We can convert the given equation into an exact one by multiplying it with an **integrating factor**.

To find the integrating factor, we can utilize the following formula:

μ(x) = exp(∫(∂N/∂x - ∂M/∂y)/M dx)

In our case:

μ(x) = exp(∫(-y - 2y)/(x^2 + y^2 - 5) dx) = exp(∫(-3y)/(x^2 + y^2 - 5) dx)

The integral in the exponent does not have a simple solution. However, if we observe that the expression in the denominator (x^2 + y^2 - 5) is similar to the expression in M(x, y), we can try a different approach. Let's assume the integrating factor is of the form μ(y) instead of μ(x).

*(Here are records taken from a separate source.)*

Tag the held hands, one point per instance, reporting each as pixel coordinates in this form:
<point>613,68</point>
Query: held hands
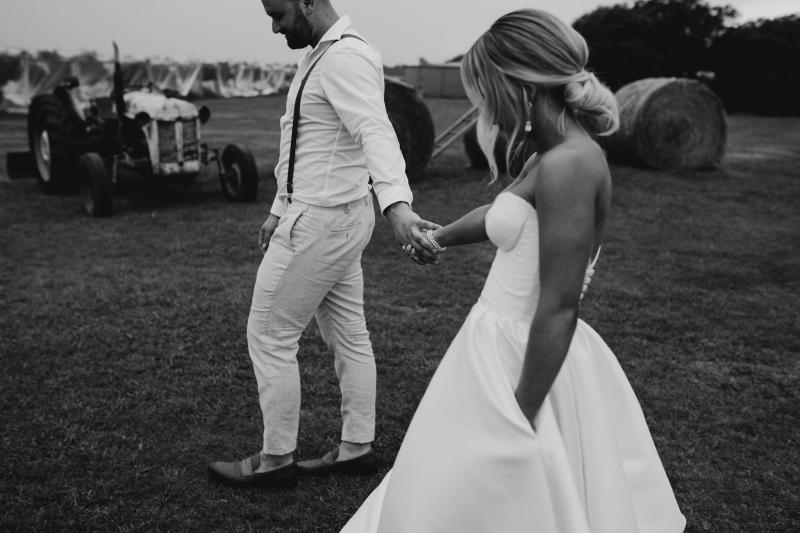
<point>266,231</point>
<point>409,230</point>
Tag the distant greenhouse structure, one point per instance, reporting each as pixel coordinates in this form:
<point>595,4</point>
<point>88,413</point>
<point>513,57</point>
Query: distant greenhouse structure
<point>24,75</point>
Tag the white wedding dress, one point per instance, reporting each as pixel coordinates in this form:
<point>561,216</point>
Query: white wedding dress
<point>470,461</point>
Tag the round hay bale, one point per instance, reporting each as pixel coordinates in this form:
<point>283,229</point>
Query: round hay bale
<point>669,123</point>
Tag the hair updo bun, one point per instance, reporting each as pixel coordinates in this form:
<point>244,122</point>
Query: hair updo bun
<point>593,104</point>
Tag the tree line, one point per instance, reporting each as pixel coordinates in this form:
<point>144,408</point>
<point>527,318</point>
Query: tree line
<point>754,67</point>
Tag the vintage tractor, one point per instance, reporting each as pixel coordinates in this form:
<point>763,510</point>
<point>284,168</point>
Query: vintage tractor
<point>86,144</point>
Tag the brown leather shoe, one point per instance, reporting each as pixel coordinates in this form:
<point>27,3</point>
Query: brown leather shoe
<point>363,465</point>
<point>243,474</point>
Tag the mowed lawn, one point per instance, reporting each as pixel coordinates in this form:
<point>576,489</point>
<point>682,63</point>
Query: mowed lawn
<point>125,366</point>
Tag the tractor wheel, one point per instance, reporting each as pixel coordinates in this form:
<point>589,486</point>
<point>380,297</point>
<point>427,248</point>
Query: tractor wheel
<point>95,185</point>
<point>52,129</point>
<point>413,125</point>
<point>239,176</point>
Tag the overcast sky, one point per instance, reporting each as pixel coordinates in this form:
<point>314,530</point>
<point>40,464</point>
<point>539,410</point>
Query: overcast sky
<point>238,30</point>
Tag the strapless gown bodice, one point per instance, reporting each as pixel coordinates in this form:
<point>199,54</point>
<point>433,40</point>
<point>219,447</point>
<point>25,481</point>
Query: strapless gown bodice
<point>512,286</point>
<point>471,461</point>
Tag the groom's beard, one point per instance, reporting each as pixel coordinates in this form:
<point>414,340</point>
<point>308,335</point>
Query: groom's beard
<point>302,32</point>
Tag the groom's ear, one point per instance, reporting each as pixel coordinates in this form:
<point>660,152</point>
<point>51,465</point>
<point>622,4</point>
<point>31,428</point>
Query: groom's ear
<point>307,6</point>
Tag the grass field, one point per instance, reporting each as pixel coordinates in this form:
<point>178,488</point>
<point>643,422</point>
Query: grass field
<point>125,366</point>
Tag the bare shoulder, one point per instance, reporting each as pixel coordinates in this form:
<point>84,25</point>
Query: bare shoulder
<point>576,165</point>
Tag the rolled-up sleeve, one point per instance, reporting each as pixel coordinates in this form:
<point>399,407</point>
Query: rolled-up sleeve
<point>354,87</point>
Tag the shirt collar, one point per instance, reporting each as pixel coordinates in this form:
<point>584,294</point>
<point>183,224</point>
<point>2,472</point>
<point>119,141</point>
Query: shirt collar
<point>335,32</point>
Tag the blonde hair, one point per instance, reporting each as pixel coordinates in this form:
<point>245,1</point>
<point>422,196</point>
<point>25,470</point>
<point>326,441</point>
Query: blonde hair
<point>523,52</point>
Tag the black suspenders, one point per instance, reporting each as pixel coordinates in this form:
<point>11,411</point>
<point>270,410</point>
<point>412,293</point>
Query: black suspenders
<point>296,119</point>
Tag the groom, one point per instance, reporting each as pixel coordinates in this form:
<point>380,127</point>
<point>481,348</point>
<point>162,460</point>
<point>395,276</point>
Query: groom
<point>335,135</point>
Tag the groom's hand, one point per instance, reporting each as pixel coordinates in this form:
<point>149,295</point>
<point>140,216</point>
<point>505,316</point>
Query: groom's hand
<point>409,229</point>
<point>266,231</point>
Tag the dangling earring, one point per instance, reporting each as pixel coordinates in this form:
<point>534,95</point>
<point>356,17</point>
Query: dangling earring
<point>528,125</point>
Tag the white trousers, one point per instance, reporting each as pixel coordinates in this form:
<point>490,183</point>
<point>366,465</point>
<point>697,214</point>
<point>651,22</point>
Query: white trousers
<point>313,268</point>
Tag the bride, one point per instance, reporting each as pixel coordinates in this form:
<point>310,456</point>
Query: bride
<point>529,423</point>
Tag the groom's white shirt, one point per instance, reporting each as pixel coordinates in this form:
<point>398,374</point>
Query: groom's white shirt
<point>344,134</point>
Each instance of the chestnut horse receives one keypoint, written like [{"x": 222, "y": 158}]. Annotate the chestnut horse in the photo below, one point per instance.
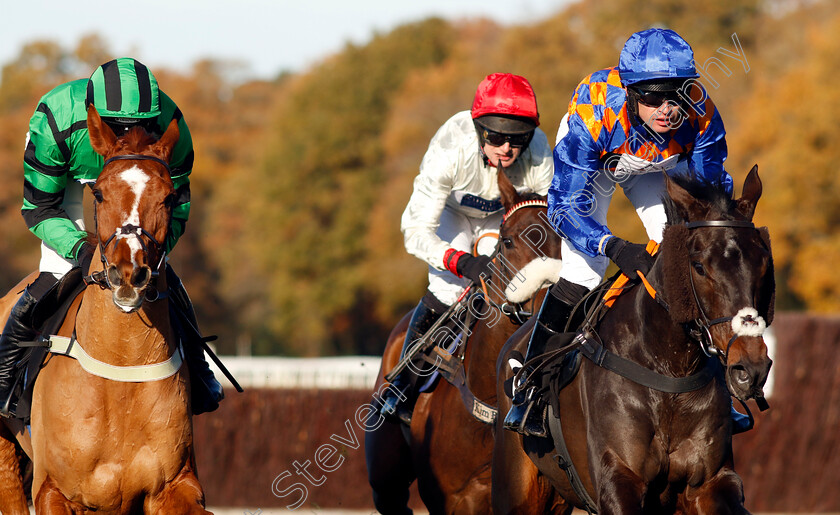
[
  {"x": 447, "y": 449},
  {"x": 102, "y": 444},
  {"x": 638, "y": 448}
]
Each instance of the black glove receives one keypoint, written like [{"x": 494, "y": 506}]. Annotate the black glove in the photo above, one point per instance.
[
  {"x": 472, "y": 267},
  {"x": 84, "y": 256},
  {"x": 628, "y": 256}
]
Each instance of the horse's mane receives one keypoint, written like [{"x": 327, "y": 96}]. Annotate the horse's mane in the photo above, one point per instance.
[{"x": 720, "y": 202}]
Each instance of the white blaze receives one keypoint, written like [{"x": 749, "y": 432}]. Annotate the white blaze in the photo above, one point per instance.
[
  {"x": 136, "y": 180},
  {"x": 531, "y": 277},
  {"x": 747, "y": 323}
]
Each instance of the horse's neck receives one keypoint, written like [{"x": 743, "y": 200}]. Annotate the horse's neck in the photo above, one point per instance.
[
  {"x": 660, "y": 343},
  {"x": 123, "y": 339}
]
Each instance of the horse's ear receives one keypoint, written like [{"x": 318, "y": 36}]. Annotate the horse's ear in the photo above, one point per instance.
[
  {"x": 510, "y": 196},
  {"x": 687, "y": 206},
  {"x": 167, "y": 142},
  {"x": 751, "y": 194},
  {"x": 102, "y": 138}
]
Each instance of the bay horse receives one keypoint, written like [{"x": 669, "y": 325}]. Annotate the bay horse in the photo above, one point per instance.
[
  {"x": 448, "y": 449},
  {"x": 636, "y": 448},
  {"x": 109, "y": 444}
]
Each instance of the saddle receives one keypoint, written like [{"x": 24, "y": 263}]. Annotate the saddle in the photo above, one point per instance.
[{"x": 60, "y": 303}]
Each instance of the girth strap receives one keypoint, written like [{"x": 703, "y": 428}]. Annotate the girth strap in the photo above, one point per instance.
[
  {"x": 646, "y": 377},
  {"x": 65, "y": 346}
]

μ(y) = exp(∫(∂M/∂y - ∂N/∂x)/N dy) = exp(∫(2y + y)/(y + xy) dy) = exp(∫(3y)/(y + xy) dy) = exp(∫(3)/(1 + x) dy) = **(1 + x)^3**

Now, multiplying the original equation with this integrating factor:

(1 + x)^3 * ((x^2 + y^2 - 5)dx - (y + xy)dy) = 0

This equation is now exact since:

∂[(1 + x)^3 * (x^2 + y^2 - 5)]/∂y = 2y(1 + x)^3 ∂[-(1 + x)^3 * (y + xy)]/∂x = 2y(1 + x)^3

### 3. Solving the Exact Equation

Since the equation is exact, we can find a solution by integrating M(x, y) with respect to x and N(x, y) with respect to y.

∫[(1 + x)^3 * (x^2 + y^2 - 5)] dx = ∫[-(1 + x)^3 * (y + xy)] dy

After integrating, we get:

(1/4)(1 + x)^4 + (1/2)y^2(1 + x)^3 - 5(1 + x)^3 = - (1/2)y^2(1 + x)^3 + C

Simplifying and rearranging, we get the final solution:

**(1/4)(1 + x)^4 + y^2(1 + x)^3 - 5(1 + x)^3 = C**

Where C is the constant of integration.

### Conclusion

We successfully solved the non-linear differential equation (x^2 + y^2 - 5)dx - (y + xy)dy = 0 by utilizing the method of exact differential equations. We found that the equation was not exact initially but became exact after multiplying it with the integrating factor (1 + x)^3. The final solution to the equation is **(1/4)(1 + x)^4 + y^2(1 + x)^3 - 5(1 + x)^3 = C**. This solution represents a family of curves in the xy-plane.